Why it's discouraged?

As I mentioned at the beginning, the documentation discourages the changes of the case sensitivity. The reason for that was given in SPARK-15229 ticket. The case-sensitivity support in Apache Spark differs from the one in the ANSI SQL. In the standard, the identifiers are case sensitive if they're wrapped in quotes. Otherwise, they're insensitive, so the join expression like "ON table1.MyField = table2.myfield" will work.

From the quoted JIRA you can learn that the current Spark implementation is intended to change in the future. To avoid an important refactoring for that, it's then advised to not use it directly.

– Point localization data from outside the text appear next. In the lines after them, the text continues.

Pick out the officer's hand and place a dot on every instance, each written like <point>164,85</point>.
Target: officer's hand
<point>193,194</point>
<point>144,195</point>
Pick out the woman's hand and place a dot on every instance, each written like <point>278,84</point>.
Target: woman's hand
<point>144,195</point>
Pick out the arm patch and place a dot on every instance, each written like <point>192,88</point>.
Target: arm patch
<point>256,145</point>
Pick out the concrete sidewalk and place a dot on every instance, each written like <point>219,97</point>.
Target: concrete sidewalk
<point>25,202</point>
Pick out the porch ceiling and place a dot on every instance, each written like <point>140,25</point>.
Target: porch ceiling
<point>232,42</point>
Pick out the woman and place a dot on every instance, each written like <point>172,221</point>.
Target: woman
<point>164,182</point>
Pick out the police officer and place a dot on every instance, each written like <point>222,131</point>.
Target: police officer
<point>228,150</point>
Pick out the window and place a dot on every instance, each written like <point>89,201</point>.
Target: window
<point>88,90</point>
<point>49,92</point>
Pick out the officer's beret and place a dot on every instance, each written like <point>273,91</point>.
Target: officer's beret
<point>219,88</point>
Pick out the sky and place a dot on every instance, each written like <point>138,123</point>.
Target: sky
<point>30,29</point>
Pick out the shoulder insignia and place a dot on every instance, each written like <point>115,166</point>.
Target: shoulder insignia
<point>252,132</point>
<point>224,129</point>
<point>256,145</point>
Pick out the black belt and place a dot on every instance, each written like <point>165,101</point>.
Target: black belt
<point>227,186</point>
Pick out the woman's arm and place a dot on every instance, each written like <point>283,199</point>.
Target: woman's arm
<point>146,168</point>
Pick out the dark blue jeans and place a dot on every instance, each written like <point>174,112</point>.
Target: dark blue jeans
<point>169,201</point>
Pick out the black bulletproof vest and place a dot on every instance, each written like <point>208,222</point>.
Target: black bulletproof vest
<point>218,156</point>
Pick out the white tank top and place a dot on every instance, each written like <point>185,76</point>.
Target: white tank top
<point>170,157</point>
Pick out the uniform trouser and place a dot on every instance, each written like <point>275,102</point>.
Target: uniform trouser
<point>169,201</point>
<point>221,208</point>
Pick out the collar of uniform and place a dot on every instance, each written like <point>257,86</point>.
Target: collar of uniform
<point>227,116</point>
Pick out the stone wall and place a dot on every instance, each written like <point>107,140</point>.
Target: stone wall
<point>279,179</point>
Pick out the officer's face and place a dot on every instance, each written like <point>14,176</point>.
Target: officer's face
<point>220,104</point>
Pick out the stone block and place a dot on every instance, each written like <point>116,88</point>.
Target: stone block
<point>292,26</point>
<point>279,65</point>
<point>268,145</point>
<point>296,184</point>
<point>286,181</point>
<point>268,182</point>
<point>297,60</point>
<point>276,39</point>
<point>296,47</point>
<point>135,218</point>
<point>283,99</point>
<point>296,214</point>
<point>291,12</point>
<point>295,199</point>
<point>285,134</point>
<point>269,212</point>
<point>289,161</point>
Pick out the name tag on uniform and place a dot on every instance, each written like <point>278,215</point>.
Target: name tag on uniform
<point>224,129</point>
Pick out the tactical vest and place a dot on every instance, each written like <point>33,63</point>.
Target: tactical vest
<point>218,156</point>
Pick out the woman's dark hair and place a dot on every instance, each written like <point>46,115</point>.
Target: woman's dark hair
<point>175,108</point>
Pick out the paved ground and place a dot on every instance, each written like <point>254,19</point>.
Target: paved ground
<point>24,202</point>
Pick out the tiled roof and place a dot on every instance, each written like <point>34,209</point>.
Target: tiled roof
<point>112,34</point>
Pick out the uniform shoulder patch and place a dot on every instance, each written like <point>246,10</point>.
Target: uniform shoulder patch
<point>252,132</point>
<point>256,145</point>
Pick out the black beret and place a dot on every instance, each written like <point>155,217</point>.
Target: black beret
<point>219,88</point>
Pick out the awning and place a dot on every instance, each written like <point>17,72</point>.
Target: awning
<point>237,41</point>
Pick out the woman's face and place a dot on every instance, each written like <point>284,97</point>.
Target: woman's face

Moreover, using case sensitivity to solve the problem covered in the post is like using a hack. The problem comes from the fact that some producers generate invalid data and the fix should apply to them first. But if changing your producer is not easy, maybe because of the long delivery cycle, you can add an extra step in your pipeline that will normalize every data quality issues before exposing the data to the rest of the system.